Tuesday, 25 January 2011

Deploying Native Boot VHDs [2]

My first test was to set up the target computer with its hard disk and boot environment and copy the VHD directly from the VM to the target and then boot. This was successful; the main issues being the missing Sysprep and driver injection stages. Since then, thinking about it overnight, I have decided I will have to learn how to use WSIM, Windows 7 Sysprep and DISM, all of which MDT nicely isolates you from. This is because MDT doesn’t have a deployment scenario for the situation we are using. Using the three tools mentioned above is what MDT encapsulates, but in a different way. The normal basic steps of deployment which I learned with Vista are:

  1. Make a Unattend file using WSIM
  2. Sysprep your reference system passing it the Unattend file
  3. Image it by using ImageX to perform the capture.

And now, with VHDs, we can replace the third step with DISM to inject the drivers. Then we copy the VHD for deployment. Deploy it to the target platform and when that platform is booted it will automatically set itself up with the Unattended settings. The advantage of this overall is that we don’t need to have a separate imaging stage to copy what is on the VHD into a wim file, and we don’t have to have a separate stage of loading the image onto the target platform. All we have to do is simple copying of the VHD file to the target platform, so it saves a lot of time. In my test run yesterday it took about seven minutes to copy a 13 GB VHD off an external hard disk to the computer. Basically this is what MDT leverages, but in a different way. MDT splits up the setup passes so that some of them happen at the time of doing Sysprep and Capture, and some of them happen at the time of applying the Deployment task sequence. But if you do it so that you specified your unattend file and everything before you deploy the VHD, then it all gets done automatically when the VHD is booted up for the first time.

Let’s have a look in depth then at the old system like Ghost of copying a whole hard disk and that being the image of the machine.
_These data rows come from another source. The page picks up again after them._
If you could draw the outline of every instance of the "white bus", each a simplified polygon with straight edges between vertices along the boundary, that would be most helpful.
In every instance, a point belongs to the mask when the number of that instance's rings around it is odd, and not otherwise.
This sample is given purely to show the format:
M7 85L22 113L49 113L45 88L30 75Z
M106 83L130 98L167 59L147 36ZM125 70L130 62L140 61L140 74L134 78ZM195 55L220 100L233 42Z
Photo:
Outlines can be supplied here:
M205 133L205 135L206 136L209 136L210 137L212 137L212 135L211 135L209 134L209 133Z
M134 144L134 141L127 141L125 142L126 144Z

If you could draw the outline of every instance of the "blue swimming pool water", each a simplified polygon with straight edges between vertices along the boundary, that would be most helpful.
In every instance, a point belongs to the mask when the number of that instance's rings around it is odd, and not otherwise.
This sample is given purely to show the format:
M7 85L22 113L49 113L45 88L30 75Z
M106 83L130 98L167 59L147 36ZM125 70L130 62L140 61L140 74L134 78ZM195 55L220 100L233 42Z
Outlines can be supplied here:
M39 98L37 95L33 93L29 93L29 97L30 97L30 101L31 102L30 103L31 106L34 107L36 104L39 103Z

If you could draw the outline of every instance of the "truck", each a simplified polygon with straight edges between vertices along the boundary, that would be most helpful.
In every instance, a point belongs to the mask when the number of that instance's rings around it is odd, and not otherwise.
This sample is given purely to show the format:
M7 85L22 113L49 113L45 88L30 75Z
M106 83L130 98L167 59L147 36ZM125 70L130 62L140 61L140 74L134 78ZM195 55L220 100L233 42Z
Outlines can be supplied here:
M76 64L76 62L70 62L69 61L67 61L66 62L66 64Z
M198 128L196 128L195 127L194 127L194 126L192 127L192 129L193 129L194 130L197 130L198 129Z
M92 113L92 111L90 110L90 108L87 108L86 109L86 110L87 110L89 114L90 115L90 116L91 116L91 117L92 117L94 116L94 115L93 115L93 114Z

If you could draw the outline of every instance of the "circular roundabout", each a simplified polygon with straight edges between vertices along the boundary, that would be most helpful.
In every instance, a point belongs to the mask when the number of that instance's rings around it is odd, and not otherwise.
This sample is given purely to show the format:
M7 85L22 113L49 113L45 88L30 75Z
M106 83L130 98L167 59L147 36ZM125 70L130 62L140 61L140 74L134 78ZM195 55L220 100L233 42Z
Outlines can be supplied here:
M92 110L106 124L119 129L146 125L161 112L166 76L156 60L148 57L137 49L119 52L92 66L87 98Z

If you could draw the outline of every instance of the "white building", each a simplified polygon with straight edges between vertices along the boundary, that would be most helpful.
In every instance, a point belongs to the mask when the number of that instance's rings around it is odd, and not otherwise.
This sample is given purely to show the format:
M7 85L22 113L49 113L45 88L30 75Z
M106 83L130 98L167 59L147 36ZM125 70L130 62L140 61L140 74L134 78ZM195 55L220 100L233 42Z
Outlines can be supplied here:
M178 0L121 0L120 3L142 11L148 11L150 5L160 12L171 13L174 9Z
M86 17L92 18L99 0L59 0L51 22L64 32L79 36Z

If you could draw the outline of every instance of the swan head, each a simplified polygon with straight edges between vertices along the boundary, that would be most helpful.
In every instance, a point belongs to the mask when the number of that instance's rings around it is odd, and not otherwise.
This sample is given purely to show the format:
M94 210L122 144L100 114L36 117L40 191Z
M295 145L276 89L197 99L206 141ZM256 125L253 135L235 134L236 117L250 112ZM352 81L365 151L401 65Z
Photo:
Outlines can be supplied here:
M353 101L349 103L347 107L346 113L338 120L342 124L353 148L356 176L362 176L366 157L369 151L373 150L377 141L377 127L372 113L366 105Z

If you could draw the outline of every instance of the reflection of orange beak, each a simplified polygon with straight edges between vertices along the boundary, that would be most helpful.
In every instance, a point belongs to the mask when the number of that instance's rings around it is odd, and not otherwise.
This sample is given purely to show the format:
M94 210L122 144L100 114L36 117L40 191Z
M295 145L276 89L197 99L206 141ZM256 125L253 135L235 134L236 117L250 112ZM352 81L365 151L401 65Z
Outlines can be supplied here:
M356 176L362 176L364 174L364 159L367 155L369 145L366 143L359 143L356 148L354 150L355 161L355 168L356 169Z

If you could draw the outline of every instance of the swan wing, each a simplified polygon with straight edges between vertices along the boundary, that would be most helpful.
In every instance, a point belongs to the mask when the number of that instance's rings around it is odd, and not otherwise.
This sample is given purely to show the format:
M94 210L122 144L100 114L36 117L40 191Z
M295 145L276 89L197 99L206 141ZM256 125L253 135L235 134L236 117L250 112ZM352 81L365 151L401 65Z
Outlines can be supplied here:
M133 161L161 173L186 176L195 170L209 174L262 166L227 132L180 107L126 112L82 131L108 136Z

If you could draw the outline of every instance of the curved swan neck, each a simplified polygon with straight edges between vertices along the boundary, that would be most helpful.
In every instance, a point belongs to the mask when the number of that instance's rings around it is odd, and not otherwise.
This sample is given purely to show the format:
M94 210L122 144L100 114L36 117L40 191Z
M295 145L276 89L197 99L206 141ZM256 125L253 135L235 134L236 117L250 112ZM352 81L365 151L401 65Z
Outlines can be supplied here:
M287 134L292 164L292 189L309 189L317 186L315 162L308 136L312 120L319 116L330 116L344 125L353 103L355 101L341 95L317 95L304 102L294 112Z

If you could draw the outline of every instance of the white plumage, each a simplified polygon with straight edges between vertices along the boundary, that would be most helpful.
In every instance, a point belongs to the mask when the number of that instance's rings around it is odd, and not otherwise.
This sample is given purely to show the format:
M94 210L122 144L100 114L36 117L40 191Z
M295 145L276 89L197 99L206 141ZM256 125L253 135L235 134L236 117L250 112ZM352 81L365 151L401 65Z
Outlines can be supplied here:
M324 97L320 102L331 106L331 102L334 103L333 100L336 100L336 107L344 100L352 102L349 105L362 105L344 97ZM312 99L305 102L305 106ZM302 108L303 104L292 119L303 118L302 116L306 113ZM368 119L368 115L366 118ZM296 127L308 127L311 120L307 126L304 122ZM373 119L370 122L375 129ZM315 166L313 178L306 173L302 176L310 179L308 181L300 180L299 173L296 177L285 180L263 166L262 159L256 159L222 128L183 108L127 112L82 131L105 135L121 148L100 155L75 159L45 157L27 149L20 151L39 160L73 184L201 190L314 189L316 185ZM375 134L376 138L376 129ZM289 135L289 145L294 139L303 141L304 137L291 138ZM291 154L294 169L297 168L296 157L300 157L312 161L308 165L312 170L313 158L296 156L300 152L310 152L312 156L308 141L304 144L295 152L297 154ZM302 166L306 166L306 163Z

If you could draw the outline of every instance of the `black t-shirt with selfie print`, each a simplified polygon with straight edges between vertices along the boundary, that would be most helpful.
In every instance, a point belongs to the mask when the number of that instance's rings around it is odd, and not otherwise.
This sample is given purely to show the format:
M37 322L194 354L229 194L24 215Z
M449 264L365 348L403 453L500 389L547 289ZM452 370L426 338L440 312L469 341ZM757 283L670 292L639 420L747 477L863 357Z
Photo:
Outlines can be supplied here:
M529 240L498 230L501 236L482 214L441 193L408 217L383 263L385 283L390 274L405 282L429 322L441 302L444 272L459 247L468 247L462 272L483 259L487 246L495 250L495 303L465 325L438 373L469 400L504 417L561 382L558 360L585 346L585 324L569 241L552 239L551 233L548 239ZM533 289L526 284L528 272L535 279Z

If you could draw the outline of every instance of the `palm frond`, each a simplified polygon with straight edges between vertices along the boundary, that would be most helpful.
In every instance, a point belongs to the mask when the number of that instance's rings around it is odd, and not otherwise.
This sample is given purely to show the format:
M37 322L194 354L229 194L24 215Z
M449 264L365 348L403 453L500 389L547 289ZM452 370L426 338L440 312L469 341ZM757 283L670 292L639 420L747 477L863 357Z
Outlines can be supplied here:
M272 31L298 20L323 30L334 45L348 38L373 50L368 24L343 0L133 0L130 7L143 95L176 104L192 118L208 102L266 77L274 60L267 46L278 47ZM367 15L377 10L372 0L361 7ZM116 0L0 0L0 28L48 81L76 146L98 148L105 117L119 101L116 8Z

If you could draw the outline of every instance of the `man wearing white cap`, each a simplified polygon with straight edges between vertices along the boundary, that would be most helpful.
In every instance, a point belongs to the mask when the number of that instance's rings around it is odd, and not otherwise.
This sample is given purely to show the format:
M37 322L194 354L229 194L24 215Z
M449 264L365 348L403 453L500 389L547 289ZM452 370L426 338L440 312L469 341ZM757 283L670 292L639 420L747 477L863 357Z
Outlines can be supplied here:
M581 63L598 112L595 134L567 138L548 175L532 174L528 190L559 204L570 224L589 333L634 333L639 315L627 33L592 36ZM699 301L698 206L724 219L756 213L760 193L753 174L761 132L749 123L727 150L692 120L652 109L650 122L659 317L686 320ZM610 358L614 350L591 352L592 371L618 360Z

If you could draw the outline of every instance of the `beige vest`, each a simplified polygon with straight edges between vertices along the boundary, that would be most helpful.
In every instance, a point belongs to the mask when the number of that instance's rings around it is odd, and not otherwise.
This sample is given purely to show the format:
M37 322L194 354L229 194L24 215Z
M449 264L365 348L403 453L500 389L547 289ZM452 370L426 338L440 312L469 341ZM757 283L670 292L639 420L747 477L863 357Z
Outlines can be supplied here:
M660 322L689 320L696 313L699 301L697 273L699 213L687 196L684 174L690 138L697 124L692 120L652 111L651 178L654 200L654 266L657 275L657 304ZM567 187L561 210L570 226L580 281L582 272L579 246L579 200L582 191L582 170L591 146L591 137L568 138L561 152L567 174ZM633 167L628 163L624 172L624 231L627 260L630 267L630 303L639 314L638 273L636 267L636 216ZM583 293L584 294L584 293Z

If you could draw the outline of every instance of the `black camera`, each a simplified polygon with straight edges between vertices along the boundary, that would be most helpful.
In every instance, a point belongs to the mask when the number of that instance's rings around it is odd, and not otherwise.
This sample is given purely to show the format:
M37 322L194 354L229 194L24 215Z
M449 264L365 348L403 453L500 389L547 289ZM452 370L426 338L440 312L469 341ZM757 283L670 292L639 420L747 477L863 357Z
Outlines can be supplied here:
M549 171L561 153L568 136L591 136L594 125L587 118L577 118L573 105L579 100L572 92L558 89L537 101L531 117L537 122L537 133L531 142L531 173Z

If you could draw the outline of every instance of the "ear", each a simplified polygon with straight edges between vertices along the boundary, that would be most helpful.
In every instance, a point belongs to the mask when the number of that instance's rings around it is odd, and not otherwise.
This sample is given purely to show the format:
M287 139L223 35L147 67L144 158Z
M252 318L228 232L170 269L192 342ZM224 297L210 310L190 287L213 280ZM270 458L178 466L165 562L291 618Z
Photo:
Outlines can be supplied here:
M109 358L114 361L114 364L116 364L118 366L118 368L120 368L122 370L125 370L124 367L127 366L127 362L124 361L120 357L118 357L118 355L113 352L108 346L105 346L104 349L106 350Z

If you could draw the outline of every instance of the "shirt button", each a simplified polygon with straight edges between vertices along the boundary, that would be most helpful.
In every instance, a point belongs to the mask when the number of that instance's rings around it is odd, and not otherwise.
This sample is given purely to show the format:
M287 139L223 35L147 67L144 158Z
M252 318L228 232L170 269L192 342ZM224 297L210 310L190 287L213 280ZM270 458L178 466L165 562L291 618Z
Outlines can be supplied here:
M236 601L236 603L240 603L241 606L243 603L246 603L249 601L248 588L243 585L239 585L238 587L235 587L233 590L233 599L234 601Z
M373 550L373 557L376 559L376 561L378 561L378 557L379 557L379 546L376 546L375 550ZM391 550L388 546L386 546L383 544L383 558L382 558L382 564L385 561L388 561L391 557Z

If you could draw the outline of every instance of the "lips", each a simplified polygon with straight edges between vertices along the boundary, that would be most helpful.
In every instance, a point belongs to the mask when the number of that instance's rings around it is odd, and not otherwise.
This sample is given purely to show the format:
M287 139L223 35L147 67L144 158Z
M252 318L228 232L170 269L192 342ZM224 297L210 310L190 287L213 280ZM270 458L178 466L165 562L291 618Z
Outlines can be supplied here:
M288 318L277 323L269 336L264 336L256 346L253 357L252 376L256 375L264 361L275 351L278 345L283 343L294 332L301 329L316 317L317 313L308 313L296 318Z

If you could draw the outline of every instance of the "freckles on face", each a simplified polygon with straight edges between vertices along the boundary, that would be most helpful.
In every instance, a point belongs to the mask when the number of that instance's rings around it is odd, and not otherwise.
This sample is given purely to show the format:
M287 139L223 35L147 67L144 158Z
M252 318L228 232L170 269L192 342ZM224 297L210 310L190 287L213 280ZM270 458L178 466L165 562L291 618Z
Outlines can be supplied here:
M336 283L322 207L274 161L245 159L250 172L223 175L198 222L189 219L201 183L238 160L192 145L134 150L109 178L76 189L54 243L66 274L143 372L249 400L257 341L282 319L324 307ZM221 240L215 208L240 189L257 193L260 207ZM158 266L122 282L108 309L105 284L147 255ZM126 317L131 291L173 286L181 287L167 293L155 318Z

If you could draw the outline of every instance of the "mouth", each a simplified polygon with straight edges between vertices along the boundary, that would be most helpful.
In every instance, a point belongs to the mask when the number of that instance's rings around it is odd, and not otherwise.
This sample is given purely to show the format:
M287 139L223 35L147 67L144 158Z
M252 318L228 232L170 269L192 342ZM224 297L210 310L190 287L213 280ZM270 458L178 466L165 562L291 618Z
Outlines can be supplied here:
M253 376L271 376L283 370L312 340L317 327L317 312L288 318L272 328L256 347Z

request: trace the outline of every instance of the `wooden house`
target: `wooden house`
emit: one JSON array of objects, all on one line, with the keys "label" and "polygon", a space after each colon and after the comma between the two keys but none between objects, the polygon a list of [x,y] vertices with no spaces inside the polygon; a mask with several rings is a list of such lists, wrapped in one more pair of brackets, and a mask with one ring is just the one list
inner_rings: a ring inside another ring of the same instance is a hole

The main advantage of this is that it is very easy to set up and deploy. However since you still need to Sysprep before capture, you will still need to learn how to use the WSIM and Sysprep tools. Therefore you haven’t saved much. The main issue is that once you have captured with Ghost into its own format, servicing those images becomes the issue. The usual story is to deploy to a reference platform, service, sysprep, capture, and you have to have a reference platform to do it. The other big Ghost limitation is that it is tied to a single HAL and that means images are locked to that platform pretty much.

On the other hand we will be starting with a VHD that is attached to a VM. We build and maintain it on that VM. We then take a simple copy of that VHD, run Sysprep over it with our unattend.xml file that we have already built. We then use DISM to inject the drivers to it. It is then ready to deploy. We can still service the VHD offline at that point before it’s deployed, no matter how much is needed to it. Or we can go back to our VHD attached to the VM and service it live there then do the Sysprep and DISM stages again. At no stage is it necessary to recapture and at no stage is it necessary to deploy the captured image by special software. It is just a matter of copying the VHD to the target platform. This is an advantage even over WIMs which is why the native boot VHD capability is such an underrated feature of Windows 7.